IMPORTANT: Even within the core data set, genomes have >2.5 fold differences in sequencing depth. Higher depth genomes tend to cover certain highly diverse and difficult-to-assemble regions that are not covered in low depth genomes. Hence, summaries of pairwise differences will typically show high depth genomes with higher divergence to any other melanogaster genome, versus comparisons involving a low depth genome.
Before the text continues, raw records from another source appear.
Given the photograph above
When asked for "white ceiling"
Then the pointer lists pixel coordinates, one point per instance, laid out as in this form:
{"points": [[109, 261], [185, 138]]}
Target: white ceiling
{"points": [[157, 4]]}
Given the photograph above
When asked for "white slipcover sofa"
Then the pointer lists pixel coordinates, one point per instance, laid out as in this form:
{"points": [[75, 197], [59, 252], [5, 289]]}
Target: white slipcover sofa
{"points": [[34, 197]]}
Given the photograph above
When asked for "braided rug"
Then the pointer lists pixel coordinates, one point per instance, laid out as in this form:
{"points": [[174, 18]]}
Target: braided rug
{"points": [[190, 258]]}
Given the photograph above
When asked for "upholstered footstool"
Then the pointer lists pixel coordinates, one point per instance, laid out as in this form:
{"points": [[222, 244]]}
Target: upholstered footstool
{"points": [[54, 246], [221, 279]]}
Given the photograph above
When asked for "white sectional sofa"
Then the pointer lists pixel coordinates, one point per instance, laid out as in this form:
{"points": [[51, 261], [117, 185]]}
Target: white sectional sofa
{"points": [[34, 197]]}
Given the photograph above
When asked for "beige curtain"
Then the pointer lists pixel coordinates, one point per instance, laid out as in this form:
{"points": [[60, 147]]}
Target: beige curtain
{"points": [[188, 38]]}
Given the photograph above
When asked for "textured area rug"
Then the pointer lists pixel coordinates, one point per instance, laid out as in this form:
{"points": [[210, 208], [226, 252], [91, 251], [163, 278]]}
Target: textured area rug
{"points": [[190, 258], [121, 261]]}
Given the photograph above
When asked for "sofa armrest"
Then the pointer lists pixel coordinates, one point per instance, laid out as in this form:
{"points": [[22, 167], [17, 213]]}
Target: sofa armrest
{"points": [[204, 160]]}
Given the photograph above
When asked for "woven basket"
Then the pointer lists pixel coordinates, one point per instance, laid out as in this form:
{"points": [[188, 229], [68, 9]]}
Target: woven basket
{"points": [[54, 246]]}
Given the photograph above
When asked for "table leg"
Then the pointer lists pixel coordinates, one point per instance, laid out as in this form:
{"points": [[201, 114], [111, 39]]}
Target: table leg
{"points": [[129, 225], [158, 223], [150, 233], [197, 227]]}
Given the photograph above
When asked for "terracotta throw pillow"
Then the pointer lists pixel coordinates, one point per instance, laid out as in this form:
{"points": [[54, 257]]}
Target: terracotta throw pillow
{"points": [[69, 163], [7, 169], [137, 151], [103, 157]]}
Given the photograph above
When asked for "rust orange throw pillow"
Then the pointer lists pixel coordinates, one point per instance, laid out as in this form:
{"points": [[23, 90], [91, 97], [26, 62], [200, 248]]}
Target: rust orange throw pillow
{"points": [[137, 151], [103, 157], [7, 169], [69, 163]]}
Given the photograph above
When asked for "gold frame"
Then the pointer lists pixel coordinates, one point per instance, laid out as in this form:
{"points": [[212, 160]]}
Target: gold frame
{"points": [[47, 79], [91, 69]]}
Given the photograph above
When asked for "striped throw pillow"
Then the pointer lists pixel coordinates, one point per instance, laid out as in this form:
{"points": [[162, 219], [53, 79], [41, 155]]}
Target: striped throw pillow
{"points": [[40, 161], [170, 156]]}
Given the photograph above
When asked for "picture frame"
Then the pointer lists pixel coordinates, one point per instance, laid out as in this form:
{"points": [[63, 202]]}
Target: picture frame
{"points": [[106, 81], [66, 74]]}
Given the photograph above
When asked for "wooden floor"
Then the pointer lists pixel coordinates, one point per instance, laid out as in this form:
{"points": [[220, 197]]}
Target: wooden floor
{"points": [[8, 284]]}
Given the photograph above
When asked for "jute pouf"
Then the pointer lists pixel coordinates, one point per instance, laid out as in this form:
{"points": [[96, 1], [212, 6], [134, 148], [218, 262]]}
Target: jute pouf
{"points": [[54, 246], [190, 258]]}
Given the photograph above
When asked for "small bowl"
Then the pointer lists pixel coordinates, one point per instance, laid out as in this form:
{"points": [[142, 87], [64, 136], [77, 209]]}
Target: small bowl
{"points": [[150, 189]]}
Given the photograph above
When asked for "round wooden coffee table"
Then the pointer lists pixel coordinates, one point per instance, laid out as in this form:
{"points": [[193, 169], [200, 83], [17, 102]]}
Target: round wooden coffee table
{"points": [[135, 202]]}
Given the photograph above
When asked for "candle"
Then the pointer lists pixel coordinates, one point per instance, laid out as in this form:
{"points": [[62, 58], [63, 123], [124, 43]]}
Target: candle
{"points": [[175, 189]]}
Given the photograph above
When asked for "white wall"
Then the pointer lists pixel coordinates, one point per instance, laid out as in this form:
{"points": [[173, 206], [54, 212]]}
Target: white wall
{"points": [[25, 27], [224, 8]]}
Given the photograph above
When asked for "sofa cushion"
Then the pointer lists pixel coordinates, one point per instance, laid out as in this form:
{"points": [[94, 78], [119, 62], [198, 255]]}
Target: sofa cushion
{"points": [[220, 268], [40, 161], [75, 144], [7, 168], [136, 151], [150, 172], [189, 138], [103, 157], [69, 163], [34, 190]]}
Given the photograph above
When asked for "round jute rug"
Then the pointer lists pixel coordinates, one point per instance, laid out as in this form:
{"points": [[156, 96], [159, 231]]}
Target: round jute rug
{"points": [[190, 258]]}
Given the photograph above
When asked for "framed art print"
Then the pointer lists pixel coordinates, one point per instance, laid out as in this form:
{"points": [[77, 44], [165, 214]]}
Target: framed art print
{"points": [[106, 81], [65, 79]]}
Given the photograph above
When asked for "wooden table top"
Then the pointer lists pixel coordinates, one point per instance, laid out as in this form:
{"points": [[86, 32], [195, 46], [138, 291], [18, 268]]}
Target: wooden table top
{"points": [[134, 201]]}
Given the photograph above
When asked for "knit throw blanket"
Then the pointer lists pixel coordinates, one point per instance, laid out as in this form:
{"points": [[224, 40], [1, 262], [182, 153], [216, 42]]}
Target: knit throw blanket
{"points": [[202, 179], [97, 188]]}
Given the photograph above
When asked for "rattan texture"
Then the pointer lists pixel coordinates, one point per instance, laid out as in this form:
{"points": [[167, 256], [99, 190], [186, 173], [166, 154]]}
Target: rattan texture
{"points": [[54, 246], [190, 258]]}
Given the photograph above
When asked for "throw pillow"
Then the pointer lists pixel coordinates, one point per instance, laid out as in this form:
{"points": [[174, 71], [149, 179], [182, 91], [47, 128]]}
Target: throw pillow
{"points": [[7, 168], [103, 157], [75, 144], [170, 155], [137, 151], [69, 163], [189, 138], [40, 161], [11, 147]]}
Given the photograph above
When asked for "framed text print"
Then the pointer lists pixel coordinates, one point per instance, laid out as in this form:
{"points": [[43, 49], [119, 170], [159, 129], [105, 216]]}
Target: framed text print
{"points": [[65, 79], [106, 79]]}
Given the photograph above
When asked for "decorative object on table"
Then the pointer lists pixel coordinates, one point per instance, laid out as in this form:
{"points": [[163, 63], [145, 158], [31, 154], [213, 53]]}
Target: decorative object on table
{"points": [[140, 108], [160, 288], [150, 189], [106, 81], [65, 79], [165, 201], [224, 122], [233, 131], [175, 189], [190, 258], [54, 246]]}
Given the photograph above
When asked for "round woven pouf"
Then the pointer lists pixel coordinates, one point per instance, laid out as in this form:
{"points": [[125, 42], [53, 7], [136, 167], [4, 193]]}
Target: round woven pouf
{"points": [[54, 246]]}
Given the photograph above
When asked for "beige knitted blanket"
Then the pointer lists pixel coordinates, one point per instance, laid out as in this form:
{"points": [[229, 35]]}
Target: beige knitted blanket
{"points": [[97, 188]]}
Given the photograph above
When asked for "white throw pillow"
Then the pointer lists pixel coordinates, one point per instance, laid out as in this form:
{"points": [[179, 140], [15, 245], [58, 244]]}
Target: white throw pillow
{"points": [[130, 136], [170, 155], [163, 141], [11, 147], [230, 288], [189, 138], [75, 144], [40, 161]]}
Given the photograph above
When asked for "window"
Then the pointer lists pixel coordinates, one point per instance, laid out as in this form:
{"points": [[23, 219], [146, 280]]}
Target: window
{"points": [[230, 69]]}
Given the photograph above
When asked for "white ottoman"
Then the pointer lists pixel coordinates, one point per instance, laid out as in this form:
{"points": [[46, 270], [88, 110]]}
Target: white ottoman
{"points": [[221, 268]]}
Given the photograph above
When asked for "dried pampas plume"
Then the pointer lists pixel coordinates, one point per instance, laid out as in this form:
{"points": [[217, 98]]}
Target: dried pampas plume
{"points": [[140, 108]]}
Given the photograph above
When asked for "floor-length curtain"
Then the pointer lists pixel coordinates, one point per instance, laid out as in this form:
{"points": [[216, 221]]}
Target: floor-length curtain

For any population genetic analysis, users must decide how to address this potential source of bias (e.g. by excluding sites not covered in all or most individuals, by discarding some sequence reads from high depth genomes, or devising correction factors).

An update to this release will appear soon, including annotation of regions with putative cosmopolitan admixture (recent gene flow from outside Africa), which appears to be a very important consideration for many of these African population samples.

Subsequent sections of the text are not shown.